I'm a bit confused here:

On Wed, Apr 24, 2024 at 8:51 PM Doug Berger <opendmb@...il.com> wrote:


> +               /* Ignore ranges outside of this GPIO chip */
> +               if (pinspec.args[0] >= (chip->offset + chip->ngpio))
> +                       continue;
> +               if (pinspec.args[0] + pinspec.args[2] <= chip->offset)
> +                       continue;

Here pinspec.args[0] and [2] comes directly from the device tree.

The documentation in Documentation/devicetree/bindings/gpio/gpio.txt
says:

> 2.2) Ordinary (numerical) GPIO ranges
> -------------------------------------
>
> It is useful to represent which GPIOs correspond to which pins on which pin
> controllers.

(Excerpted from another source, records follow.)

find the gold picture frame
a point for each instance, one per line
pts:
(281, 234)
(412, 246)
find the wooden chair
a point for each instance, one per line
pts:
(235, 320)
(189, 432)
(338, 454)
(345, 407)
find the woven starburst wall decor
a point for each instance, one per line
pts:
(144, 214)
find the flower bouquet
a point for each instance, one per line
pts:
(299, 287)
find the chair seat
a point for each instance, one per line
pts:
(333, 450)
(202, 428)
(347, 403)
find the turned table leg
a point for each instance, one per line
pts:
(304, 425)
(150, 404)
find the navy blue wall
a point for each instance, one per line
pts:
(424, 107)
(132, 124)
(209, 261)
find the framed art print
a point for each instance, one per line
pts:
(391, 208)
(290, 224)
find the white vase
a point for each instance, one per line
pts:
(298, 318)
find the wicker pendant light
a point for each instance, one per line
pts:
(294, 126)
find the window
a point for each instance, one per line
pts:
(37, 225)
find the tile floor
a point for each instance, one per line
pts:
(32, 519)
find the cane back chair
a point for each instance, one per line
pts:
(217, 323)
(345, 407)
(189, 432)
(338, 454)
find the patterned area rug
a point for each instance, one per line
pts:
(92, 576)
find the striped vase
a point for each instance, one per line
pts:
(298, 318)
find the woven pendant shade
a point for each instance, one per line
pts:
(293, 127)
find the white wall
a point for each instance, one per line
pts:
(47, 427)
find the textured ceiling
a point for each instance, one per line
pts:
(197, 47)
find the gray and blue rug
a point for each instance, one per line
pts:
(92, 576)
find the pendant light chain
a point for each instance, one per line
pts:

The gpio-ranges property described below represents this with
> a discrete set of ranges mapping pins from the pin controller local number space
> to pins in the GPIO controller local number space.
>
> The format is: <[pin controller phandle], [GPIO controller offset],
>                 [pin controller offset], [number of pins]>;
>
> The GPIO controller offset pertains to the GPIO controller node containing the
> range definition.

So I do not understand how pinspec[0] and [2] can ever be compared
to something involving chip->offset which is a Linux-specific offset.

It rather looks like you are trying to accomodate the Linux numberspace
in the ranges, which it was explicitly designed to avoid.

I just don't get it.

So NACK until I understand what is going on here.